Once the devices have been fabricated, they are ready to be attached to a sample holder using silver epoxy. Wire bonding between the sample's bonding pads and the sample holder's connection pins is done using 25 μm Al wire. It is best to avoid observing the devices in a Scanning Electron Microscope (SEM) because there is a risk of damaging them. Instead, there are simple tests that can be done at fairly high temperatures (~4 K) and that allow to confirm if any of the gates are broken or missing before cooling the sample in a dilution refrigerator for further characterization. One of these tests consists in applying a voltage bias between two ohmic contacts and measuring the current driven through the sample as a function of the voltage applied on a pair of gates. An example of such measurements is shown in Figure 5. The curves in Figure 5 show two distinct regimes. The first regime ranges from 0 V to -750 mV and presents two depletion steps: one at about -300mV corresponding to the depletion of the 200 nm wide leads and one at about -750mV corresponding to the depletion of the 60 nm wide gates. The second regime at lower voltages shows plateaus that correspond to the quantization of the conductance. Typical values for pinch-off points between pairs of gates range between -500mV to -2V. Moreover, one shouldn't apply positive voltage above 500 or 600 mV on a gate since it could damage the Schottky barrier. From Figure 5, it is possible to conclude that, in the case of this particular sample, the gates are likely to be geometrically similar since the TC-TL and TC-TR pairs pinch off the current at approximately equal voltages.
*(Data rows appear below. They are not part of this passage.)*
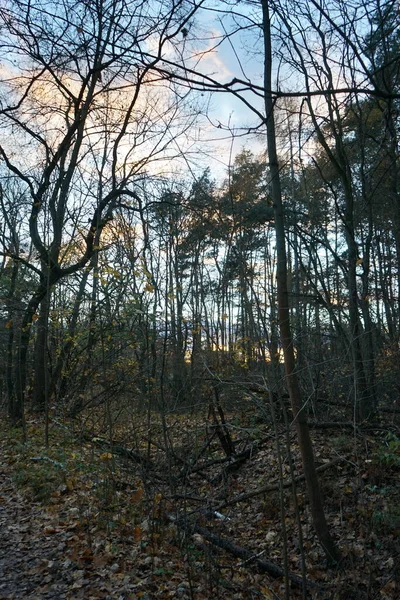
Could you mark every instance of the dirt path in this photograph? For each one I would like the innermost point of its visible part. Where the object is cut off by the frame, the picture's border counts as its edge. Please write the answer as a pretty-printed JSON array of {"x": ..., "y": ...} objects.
[{"x": 38, "y": 559}]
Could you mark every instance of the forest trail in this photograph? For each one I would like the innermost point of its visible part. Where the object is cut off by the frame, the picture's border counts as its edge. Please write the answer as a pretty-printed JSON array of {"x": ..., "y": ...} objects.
[{"x": 38, "y": 559}]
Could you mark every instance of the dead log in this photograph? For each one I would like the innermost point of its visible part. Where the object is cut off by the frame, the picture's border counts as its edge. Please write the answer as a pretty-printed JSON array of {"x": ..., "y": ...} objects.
[
  {"x": 262, "y": 565},
  {"x": 274, "y": 486}
]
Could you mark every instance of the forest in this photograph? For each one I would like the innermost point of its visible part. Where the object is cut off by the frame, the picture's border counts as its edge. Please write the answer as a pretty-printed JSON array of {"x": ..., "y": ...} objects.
[{"x": 199, "y": 299}]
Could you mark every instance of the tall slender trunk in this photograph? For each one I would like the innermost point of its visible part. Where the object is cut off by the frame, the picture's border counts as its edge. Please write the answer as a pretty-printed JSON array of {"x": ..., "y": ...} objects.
[{"x": 306, "y": 448}]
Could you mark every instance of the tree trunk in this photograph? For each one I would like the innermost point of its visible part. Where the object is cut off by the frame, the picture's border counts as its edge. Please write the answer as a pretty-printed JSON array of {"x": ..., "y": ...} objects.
[{"x": 303, "y": 433}]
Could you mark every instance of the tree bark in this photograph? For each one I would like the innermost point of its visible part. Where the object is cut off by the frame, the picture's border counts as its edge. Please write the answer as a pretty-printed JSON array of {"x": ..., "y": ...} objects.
[{"x": 303, "y": 433}]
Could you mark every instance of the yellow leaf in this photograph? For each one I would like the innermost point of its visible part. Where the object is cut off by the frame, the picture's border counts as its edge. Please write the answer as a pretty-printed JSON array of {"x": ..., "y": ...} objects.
[
  {"x": 105, "y": 456},
  {"x": 137, "y": 533}
]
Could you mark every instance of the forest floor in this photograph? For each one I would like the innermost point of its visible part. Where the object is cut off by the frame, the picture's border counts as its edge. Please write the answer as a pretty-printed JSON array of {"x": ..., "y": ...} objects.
[{"x": 92, "y": 515}]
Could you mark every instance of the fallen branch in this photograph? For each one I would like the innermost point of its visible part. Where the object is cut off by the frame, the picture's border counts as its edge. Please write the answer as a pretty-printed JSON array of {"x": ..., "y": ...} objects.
[
  {"x": 249, "y": 558},
  {"x": 273, "y": 487}
]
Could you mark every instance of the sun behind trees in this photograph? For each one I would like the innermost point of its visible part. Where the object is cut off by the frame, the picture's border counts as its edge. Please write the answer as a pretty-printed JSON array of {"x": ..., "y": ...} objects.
[{"x": 178, "y": 319}]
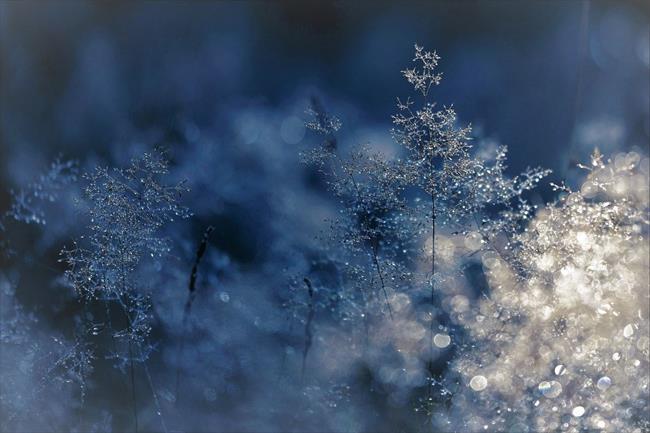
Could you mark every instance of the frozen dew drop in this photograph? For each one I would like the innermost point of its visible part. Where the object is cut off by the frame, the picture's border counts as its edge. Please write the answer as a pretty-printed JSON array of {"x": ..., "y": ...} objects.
[
  {"x": 628, "y": 331},
  {"x": 604, "y": 383},
  {"x": 550, "y": 389},
  {"x": 441, "y": 340},
  {"x": 578, "y": 411},
  {"x": 478, "y": 383}
]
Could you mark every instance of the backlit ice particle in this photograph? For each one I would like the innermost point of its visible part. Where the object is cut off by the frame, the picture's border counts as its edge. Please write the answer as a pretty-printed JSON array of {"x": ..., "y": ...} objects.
[
  {"x": 604, "y": 383},
  {"x": 578, "y": 411}
]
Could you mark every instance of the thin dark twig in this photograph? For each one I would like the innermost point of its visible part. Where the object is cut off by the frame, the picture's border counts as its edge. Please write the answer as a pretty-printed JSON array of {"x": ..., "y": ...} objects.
[
  {"x": 308, "y": 325},
  {"x": 190, "y": 299}
]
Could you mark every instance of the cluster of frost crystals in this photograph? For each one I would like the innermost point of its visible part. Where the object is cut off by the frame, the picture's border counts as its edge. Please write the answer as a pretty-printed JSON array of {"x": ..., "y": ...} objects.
[
  {"x": 369, "y": 186},
  {"x": 26, "y": 203},
  {"x": 561, "y": 343},
  {"x": 127, "y": 208},
  {"x": 395, "y": 243}
]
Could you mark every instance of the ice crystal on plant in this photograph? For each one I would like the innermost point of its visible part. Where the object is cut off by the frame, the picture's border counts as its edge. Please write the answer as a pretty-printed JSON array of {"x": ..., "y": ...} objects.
[{"x": 583, "y": 298}]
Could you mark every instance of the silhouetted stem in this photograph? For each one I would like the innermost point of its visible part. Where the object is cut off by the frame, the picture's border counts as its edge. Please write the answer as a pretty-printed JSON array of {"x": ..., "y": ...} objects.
[{"x": 200, "y": 251}]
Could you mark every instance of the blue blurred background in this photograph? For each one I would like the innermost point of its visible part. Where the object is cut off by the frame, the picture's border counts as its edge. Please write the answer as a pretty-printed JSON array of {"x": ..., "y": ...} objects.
[{"x": 79, "y": 76}]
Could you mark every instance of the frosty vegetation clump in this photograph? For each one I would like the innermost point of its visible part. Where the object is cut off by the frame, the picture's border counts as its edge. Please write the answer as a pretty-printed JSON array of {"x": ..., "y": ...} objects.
[{"x": 437, "y": 296}]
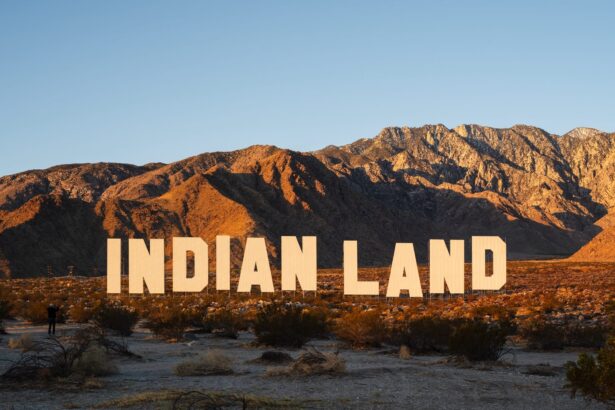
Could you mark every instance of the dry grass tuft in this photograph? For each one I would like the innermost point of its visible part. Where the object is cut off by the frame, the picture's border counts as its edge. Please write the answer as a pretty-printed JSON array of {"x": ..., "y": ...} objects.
[
  {"x": 312, "y": 363},
  {"x": 95, "y": 362},
  {"x": 212, "y": 363},
  {"x": 23, "y": 342}
]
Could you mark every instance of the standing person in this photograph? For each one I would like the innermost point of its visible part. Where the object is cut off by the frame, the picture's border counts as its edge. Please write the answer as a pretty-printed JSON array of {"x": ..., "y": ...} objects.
[{"x": 52, "y": 313}]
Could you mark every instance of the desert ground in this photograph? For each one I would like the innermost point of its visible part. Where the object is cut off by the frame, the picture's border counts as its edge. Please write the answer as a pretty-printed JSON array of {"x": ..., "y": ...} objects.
[
  {"x": 375, "y": 378},
  {"x": 379, "y": 377}
]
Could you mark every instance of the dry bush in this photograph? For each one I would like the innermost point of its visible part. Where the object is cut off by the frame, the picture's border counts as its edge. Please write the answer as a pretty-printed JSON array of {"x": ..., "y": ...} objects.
[
  {"x": 170, "y": 322},
  {"x": 273, "y": 357},
  {"x": 94, "y": 361},
  {"x": 81, "y": 312},
  {"x": 116, "y": 317},
  {"x": 5, "y": 313},
  {"x": 36, "y": 312},
  {"x": 361, "y": 329},
  {"x": 541, "y": 334},
  {"x": 225, "y": 323},
  {"x": 60, "y": 357},
  {"x": 424, "y": 334},
  {"x": 311, "y": 363},
  {"x": 24, "y": 342},
  {"x": 594, "y": 376},
  {"x": 290, "y": 325},
  {"x": 477, "y": 340},
  {"x": 212, "y": 363},
  {"x": 586, "y": 335}
]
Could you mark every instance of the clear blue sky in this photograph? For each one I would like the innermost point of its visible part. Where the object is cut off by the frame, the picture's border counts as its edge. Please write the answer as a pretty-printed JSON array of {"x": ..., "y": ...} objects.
[{"x": 141, "y": 81}]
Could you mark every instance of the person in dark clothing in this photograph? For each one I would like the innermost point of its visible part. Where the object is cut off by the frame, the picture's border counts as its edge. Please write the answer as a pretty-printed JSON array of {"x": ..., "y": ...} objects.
[{"x": 52, "y": 314}]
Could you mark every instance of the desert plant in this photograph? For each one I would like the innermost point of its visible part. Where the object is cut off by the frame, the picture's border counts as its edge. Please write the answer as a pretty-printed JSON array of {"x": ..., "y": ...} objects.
[
  {"x": 60, "y": 357},
  {"x": 5, "y": 312},
  {"x": 477, "y": 340},
  {"x": 36, "y": 312},
  {"x": 424, "y": 334},
  {"x": 94, "y": 361},
  {"x": 312, "y": 362},
  {"x": 116, "y": 317},
  {"x": 361, "y": 329},
  {"x": 24, "y": 342},
  {"x": 225, "y": 323},
  {"x": 81, "y": 312},
  {"x": 169, "y": 323},
  {"x": 541, "y": 334},
  {"x": 594, "y": 376},
  {"x": 585, "y": 335},
  {"x": 212, "y": 363},
  {"x": 279, "y": 324}
]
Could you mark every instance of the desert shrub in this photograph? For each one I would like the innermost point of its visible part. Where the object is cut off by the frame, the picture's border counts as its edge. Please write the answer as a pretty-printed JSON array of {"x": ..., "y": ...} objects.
[
  {"x": 225, "y": 323},
  {"x": 59, "y": 357},
  {"x": 280, "y": 324},
  {"x": 311, "y": 363},
  {"x": 361, "y": 328},
  {"x": 493, "y": 312},
  {"x": 541, "y": 334},
  {"x": 593, "y": 376},
  {"x": 36, "y": 312},
  {"x": 81, "y": 312},
  {"x": 424, "y": 334},
  {"x": 212, "y": 363},
  {"x": 170, "y": 322},
  {"x": 5, "y": 312},
  {"x": 273, "y": 357},
  {"x": 477, "y": 340},
  {"x": 582, "y": 335},
  {"x": 24, "y": 342},
  {"x": 116, "y": 317},
  {"x": 94, "y": 361}
]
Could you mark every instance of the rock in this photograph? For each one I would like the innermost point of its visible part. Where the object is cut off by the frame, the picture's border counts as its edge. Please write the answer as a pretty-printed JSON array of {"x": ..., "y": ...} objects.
[{"x": 404, "y": 352}]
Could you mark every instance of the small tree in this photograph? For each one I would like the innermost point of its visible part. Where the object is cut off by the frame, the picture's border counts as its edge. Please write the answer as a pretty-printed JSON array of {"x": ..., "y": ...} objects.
[
  {"x": 594, "y": 377},
  {"x": 424, "y": 334},
  {"x": 279, "y": 324},
  {"x": 5, "y": 311},
  {"x": 361, "y": 329},
  {"x": 477, "y": 340},
  {"x": 116, "y": 317}
]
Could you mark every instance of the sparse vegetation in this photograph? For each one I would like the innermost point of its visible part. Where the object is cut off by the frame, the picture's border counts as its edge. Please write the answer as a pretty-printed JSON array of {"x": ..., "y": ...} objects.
[
  {"x": 592, "y": 376},
  {"x": 541, "y": 334},
  {"x": 24, "y": 342},
  {"x": 94, "y": 361},
  {"x": 477, "y": 340},
  {"x": 116, "y": 317},
  {"x": 60, "y": 357},
  {"x": 212, "y": 363},
  {"x": 361, "y": 329},
  {"x": 169, "y": 323},
  {"x": 312, "y": 362},
  {"x": 5, "y": 313},
  {"x": 279, "y": 324},
  {"x": 424, "y": 334},
  {"x": 226, "y": 323}
]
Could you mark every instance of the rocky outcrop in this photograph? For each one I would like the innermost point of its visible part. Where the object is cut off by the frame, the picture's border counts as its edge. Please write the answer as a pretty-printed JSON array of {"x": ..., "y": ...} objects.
[{"x": 541, "y": 192}]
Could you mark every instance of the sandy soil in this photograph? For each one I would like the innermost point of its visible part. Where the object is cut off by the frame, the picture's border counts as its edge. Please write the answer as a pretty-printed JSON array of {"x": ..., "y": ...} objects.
[{"x": 375, "y": 378}]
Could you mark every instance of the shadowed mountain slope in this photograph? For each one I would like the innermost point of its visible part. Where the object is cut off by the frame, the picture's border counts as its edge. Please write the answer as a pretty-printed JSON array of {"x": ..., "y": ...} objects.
[{"x": 541, "y": 192}]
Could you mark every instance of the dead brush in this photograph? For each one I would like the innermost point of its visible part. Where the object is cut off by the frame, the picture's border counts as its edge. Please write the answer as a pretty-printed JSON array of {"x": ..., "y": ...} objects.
[
  {"x": 24, "y": 342},
  {"x": 61, "y": 357},
  {"x": 212, "y": 363},
  {"x": 312, "y": 362}
]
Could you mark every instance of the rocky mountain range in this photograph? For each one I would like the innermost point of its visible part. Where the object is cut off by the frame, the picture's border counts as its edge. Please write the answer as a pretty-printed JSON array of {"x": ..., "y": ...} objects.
[{"x": 549, "y": 196}]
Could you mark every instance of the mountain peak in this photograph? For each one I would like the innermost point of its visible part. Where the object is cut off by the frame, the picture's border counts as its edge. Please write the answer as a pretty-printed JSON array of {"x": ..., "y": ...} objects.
[{"x": 583, "y": 132}]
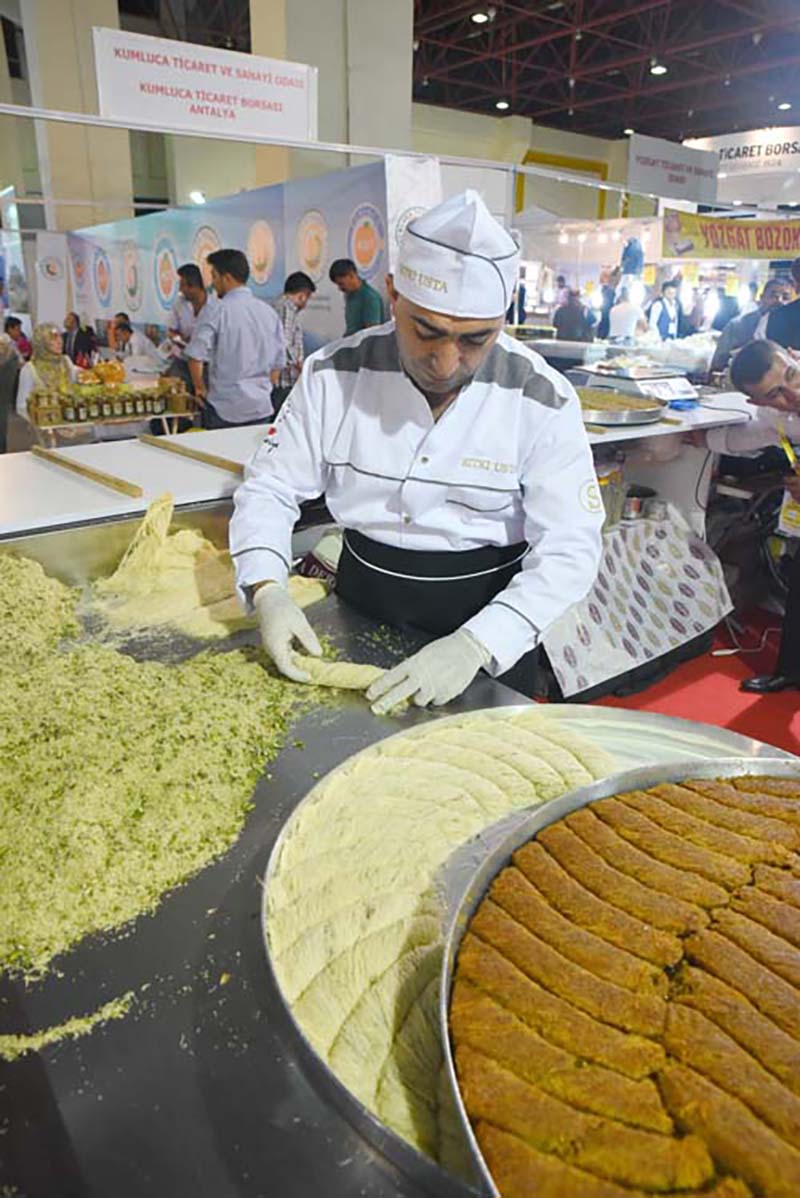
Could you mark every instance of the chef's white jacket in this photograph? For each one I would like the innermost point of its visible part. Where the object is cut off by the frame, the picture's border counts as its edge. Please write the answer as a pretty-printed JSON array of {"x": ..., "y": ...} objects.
[{"x": 508, "y": 461}]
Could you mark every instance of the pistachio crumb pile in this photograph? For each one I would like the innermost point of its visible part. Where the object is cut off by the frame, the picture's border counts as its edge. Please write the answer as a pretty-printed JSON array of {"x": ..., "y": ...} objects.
[{"x": 119, "y": 779}]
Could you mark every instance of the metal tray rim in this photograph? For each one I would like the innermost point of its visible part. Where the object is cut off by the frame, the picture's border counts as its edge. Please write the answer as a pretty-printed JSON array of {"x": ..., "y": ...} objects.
[
  {"x": 510, "y": 834},
  {"x": 624, "y": 416},
  {"x": 399, "y": 1151}
]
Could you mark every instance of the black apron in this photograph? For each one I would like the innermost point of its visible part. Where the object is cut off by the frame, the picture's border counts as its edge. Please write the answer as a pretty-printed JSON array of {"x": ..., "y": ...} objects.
[{"x": 430, "y": 592}]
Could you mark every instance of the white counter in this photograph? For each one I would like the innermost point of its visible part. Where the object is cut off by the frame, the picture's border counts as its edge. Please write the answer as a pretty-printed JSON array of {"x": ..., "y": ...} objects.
[
  {"x": 729, "y": 407},
  {"x": 36, "y": 495}
]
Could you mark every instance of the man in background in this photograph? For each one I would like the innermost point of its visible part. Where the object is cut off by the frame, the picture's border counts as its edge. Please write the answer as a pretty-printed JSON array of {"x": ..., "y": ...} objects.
[
  {"x": 363, "y": 303},
  {"x": 573, "y": 321},
  {"x": 665, "y": 313},
  {"x": 297, "y": 291},
  {"x": 120, "y": 318},
  {"x": 192, "y": 301},
  {"x": 133, "y": 344},
  {"x": 79, "y": 342},
  {"x": 783, "y": 325},
  {"x": 242, "y": 342},
  {"x": 751, "y": 327},
  {"x": 770, "y": 376},
  {"x": 13, "y": 327},
  {"x": 625, "y": 319}
]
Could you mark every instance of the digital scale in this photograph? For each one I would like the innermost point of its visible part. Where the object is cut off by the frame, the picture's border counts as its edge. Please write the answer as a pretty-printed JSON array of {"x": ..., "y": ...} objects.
[{"x": 642, "y": 381}]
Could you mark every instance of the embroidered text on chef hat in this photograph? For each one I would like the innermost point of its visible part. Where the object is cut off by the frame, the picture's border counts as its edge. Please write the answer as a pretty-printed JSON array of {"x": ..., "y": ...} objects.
[{"x": 459, "y": 260}]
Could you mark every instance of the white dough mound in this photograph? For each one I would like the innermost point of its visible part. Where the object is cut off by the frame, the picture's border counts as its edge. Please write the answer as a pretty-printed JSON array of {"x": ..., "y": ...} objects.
[{"x": 353, "y": 920}]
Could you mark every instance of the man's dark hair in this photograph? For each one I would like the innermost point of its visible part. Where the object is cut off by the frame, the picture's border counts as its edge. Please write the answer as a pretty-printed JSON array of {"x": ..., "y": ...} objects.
[
  {"x": 341, "y": 267},
  {"x": 230, "y": 261},
  {"x": 751, "y": 363},
  {"x": 298, "y": 282},
  {"x": 191, "y": 274}
]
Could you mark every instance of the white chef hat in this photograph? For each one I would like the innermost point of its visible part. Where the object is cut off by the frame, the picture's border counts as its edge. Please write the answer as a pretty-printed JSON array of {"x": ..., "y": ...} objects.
[{"x": 459, "y": 260}]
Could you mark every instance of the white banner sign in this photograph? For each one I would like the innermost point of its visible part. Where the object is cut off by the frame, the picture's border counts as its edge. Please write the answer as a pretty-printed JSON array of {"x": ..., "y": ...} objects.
[
  {"x": 412, "y": 187},
  {"x": 671, "y": 170},
  {"x": 50, "y": 277},
  {"x": 200, "y": 89},
  {"x": 756, "y": 151}
]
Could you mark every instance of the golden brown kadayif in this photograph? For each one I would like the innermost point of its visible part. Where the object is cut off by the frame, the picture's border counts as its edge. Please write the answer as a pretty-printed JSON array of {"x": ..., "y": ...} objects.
[{"x": 625, "y": 1011}]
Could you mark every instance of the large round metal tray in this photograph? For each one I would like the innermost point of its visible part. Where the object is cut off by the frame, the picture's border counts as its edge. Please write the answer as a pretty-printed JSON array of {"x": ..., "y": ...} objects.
[
  {"x": 626, "y": 416},
  {"x": 473, "y": 867},
  {"x": 632, "y": 738}
]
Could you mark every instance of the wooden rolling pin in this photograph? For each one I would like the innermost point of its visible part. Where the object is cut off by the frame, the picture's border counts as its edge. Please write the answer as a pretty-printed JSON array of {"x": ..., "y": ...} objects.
[
  {"x": 210, "y": 459},
  {"x": 95, "y": 476}
]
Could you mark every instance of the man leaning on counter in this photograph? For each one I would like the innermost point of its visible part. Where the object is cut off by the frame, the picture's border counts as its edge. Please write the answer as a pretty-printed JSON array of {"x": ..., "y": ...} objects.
[
  {"x": 454, "y": 458},
  {"x": 242, "y": 342}
]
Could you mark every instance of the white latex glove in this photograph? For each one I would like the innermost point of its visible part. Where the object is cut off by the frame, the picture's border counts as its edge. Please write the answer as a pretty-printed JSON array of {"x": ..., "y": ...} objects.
[
  {"x": 435, "y": 675},
  {"x": 280, "y": 622}
]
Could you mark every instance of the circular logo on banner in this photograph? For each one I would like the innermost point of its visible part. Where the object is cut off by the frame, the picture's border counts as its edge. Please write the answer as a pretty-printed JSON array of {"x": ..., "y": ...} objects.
[
  {"x": 165, "y": 272},
  {"x": 261, "y": 252},
  {"x": 404, "y": 221},
  {"x": 102, "y": 276},
  {"x": 50, "y": 267},
  {"x": 206, "y": 241},
  {"x": 313, "y": 243},
  {"x": 365, "y": 239},
  {"x": 132, "y": 280}
]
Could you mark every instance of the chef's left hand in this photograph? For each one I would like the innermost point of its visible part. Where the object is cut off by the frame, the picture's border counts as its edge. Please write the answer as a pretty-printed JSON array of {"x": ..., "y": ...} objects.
[{"x": 435, "y": 675}]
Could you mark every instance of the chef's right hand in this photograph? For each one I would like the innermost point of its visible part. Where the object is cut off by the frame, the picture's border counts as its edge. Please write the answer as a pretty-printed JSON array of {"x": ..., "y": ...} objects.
[{"x": 280, "y": 622}]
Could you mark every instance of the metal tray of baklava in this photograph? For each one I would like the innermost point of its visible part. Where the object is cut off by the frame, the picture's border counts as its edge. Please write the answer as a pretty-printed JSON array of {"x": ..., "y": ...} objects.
[{"x": 466, "y": 885}]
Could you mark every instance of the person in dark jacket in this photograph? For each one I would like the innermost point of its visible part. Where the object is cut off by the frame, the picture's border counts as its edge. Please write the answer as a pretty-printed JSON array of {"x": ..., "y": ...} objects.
[
  {"x": 783, "y": 326},
  {"x": 8, "y": 373},
  {"x": 751, "y": 327},
  {"x": 79, "y": 340},
  {"x": 573, "y": 320},
  {"x": 608, "y": 296}
]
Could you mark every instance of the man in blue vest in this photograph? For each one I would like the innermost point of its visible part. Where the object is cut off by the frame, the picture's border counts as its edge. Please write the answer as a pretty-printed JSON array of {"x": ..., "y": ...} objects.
[{"x": 665, "y": 313}]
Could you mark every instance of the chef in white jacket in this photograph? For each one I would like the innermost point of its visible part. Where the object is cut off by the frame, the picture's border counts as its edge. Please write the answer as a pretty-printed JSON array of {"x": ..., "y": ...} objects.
[{"x": 454, "y": 458}]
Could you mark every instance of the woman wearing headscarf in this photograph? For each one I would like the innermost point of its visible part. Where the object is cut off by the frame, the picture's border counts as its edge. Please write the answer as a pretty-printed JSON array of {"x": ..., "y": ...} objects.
[
  {"x": 49, "y": 368},
  {"x": 8, "y": 370}
]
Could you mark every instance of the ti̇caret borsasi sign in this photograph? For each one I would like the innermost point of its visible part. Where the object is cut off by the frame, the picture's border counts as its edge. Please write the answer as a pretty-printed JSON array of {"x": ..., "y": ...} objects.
[
  {"x": 673, "y": 171},
  {"x": 152, "y": 80},
  {"x": 755, "y": 151}
]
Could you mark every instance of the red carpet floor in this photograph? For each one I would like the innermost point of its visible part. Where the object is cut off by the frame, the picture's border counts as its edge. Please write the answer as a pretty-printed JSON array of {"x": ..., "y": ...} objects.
[{"x": 707, "y": 689}]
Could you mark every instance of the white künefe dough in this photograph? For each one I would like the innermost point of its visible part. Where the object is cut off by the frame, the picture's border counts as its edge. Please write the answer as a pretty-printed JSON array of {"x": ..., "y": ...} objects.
[{"x": 353, "y": 915}]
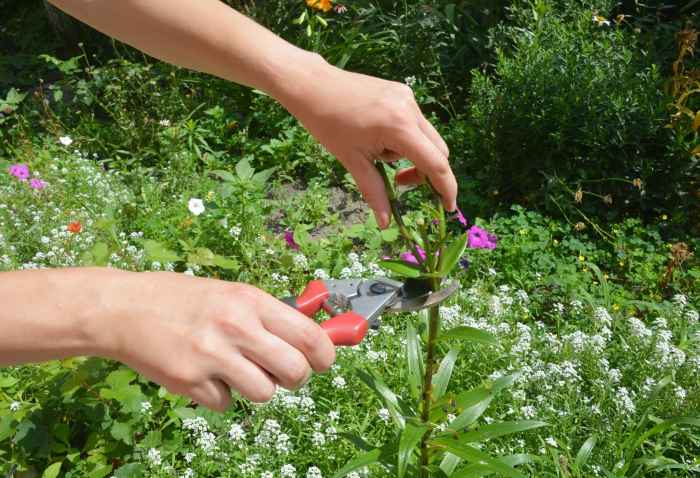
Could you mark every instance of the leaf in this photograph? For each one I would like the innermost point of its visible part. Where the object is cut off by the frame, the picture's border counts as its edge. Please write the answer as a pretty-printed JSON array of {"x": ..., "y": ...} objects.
[
  {"x": 385, "y": 394},
  {"x": 201, "y": 256},
  {"x": 470, "y": 334},
  {"x": 261, "y": 178},
  {"x": 467, "y": 452},
  {"x": 359, "y": 461},
  {"x": 225, "y": 263},
  {"x": 493, "y": 430},
  {"x": 401, "y": 268},
  {"x": 223, "y": 175},
  {"x": 585, "y": 452},
  {"x": 122, "y": 431},
  {"x": 442, "y": 377},
  {"x": 452, "y": 255},
  {"x": 414, "y": 359},
  {"x": 155, "y": 251},
  {"x": 410, "y": 436},
  {"x": 53, "y": 470},
  {"x": 244, "y": 170},
  {"x": 389, "y": 235},
  {"x": 130, "y": 470}
]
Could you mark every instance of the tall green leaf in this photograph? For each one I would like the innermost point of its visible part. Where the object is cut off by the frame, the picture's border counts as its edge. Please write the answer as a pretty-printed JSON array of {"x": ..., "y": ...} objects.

The same goes for the TC-BL and TC-BR pairs. However, the fact that the current still flows between the TC and BC gates even for high voltages indicates that the BC gate is either broken or missing. Usually, about 50% of the tested devices have fully functional gates and ohmic contacts.
Once a suitable device has been found, it can be loaded into a dilution refrigerator for characterization at low temperatures (<100 mK). The voltages on each of the gates must then be adjusted to form the double dot. It is not the goal of this paper to detail this adjustment process. Once a double dot has been formed, a stability diagram can be measured to check if the double dot can reach the few-electron regime. This is done by applying a small constant source-drain bias (~10 μV) and by measuring the current through the double dot as a function of the voltages applied on the BL and BR gates. If the design of the device includes a quantum point contact which serves as a charge detector, it is preferable to use this, rather than the current through the dot, for the measurement of the stability diagram11. A measured stability diagram and a schematic of an ideal result are shown in Figure 6. As shown in Figure 6b, current only flows through the double dot at triple points. The zero-electron regime is reached when no more triple points can be observed in the stability diagram, no matter how negative the voltages on the gates become. However, the fact that current no longer flows through the dot for high voltages can also indicate that the tunnel barriers connecting the source and drain to the double dot have been completely pinched off. Spin blockade can be measured at different triple points to prove that the few-electron regime has been reached12, but the exact number of electrons in the double dot needs to be determined using charge sensing. For more detailed information regarding stability diagrams, spin blockade and charge sensing see R. Hanson et al.13
Figure 1. a) Sequence of layers present in a GaAs/AlGaAs heterostructure grown by molecular beam epitaxy. b) Band structure of the heterostructure shown in a). Bc and Bv are respectively the conduction and valence bands. The only region where the conduction band is below the Fermi level (Ef) is found between the 5,000 Å layer of GaAs and the 400 Å layer of AlGaAs. It is here that the 2DEG is found. Click here to view larger image.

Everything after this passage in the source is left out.